According to one estimate, total elimination of burning fossil fuels might change the global climate by one degree over a period of 350 years. Even if humanity ceased to exist, the planet would continue to experience extreme fluctuations of climate that would be catastrophic from our point of view. Such considerations are off Gore’s map.

Gore is a moralist, not a scientist. He says that global warming is a moral rather than a political issue. The internal combustion engine is his version of Original Sin. He shows cartoon scales with gold bars balanced against the Earth, as if to reduce this complex issue to a matter of human greed. It’s an expression of the kind of hubris that places human beings at the center of the universe. Gore isn’t really that different from those who think that natural disasters are expressions of God’s wrath.

What strikes me about people of Gore’s mindset is their almost misanthropic negativity. They seem to get a positive pleasure from preaching a gospel of doom. They have little faith in human ingenuity to solve problems and adapt to changes. Gore seems more interested in winning converts than in solving problems. He presents himself as a prophet, a voice crying in the wilderness: “Repent.” His movie ends like a Billy Graham evangelical summons: “Are you ready to change the way you live?”

Raise questions about global warming in the company of true believers and you’ll get the same kind of response you’d get if you questioned the literal truth of the Bible in the company of Christian fundamentalists. For disciples of global warming, “An Inconvenient Truth” will be like catnip, an act of atonement for our affluence and excesses.

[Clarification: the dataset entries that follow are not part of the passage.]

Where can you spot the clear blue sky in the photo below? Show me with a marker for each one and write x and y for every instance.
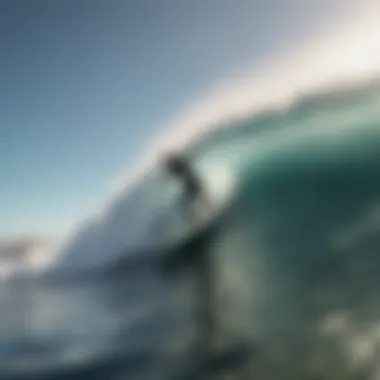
(84, 83)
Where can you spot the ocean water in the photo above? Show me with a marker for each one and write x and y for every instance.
(295, 261)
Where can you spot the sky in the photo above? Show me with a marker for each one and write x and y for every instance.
(86, 84)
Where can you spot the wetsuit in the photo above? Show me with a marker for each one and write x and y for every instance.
(180, 168)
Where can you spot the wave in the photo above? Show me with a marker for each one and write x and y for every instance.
(300, 90)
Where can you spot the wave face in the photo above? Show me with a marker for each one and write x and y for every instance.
(326, 140)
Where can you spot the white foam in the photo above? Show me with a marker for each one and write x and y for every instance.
(347, 53)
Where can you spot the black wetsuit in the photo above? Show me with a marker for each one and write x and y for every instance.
(180, 168)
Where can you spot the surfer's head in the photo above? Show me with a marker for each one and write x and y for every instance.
(173, 162)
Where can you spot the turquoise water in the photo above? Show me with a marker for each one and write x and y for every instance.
(296, 263)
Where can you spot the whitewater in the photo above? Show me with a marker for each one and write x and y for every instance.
(269, 98)
(296, 259)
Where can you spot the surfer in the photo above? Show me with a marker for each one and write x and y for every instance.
(180, 168)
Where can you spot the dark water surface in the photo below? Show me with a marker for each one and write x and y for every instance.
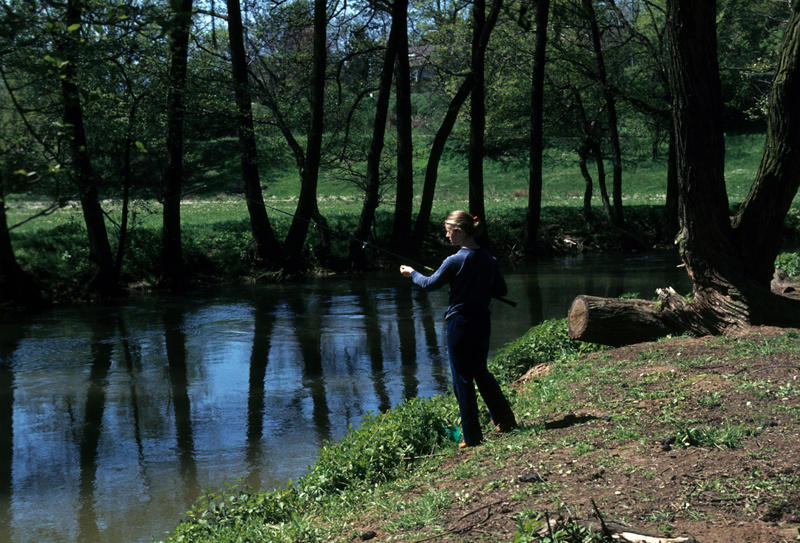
(114, 420)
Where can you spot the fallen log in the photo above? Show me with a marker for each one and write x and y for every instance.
(615, 531)
(616, 321)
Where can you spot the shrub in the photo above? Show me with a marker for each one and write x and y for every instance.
(547, 342)
(788, 262)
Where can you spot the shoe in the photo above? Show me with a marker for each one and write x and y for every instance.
(506, 427)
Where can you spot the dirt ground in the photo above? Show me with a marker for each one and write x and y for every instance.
(747, 494)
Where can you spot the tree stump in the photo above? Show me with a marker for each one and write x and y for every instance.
(615, 321)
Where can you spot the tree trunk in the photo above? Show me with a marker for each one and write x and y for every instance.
(104, 280)
(731, 291)
(372, 191)
(307, 209)
(477, 113)
(16, 287)
(266, 246)
(172, 271)
(583, 152)
(534, 214)
(404, 200)
(611, 108)
(432, 169)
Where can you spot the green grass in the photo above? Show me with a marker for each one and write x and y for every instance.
(506, 185)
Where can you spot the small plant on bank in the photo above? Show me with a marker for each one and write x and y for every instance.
(546, 343)
(541, 530)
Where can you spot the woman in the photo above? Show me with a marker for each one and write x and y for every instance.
(474, 278)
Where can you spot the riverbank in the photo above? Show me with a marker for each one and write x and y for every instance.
(217, 251)
(692, 437)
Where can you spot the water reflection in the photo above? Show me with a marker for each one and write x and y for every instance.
(113, 420)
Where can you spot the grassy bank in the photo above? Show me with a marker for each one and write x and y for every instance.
(216, 236)
(681, 436)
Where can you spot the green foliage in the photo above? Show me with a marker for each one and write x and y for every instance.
(382, 449)
(560, 531)
(546, 343)
(728, 436)
(789, 262)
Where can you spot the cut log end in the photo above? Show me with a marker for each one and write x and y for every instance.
(615, 321)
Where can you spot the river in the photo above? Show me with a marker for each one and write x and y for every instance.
(115, 419)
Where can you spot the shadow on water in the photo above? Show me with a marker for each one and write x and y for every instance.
(114, 420)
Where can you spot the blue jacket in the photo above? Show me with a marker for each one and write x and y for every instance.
(474, 278)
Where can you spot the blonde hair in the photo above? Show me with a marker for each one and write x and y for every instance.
(467, 222)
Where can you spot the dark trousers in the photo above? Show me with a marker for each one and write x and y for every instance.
(468, 347)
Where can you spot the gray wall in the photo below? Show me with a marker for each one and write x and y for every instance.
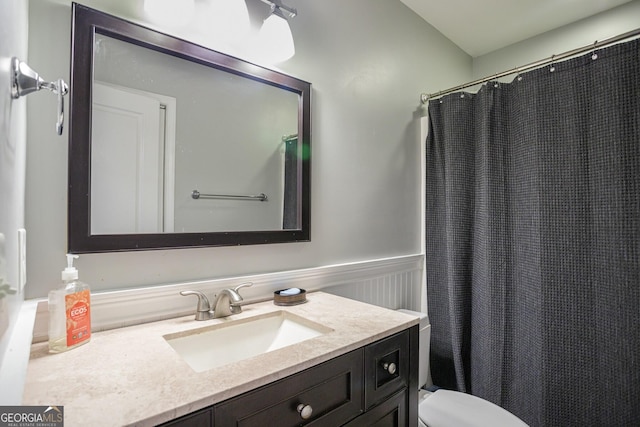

“Every school, college, and church group, and everyone else beyond the sway of General Motors, ExxonMobil, and the White House should see this movie,” wrote Denby. That’s a perfect example of the knee-jerk demonization we associate with religious extremists. I’m reminded that Sean Penn keeps an Ann Coulter doll which he disfigures with cigarettes in unmentionable places. What does that tell us? That enlightened secular liberals may resort to voodoo too. One more inconvenient truth.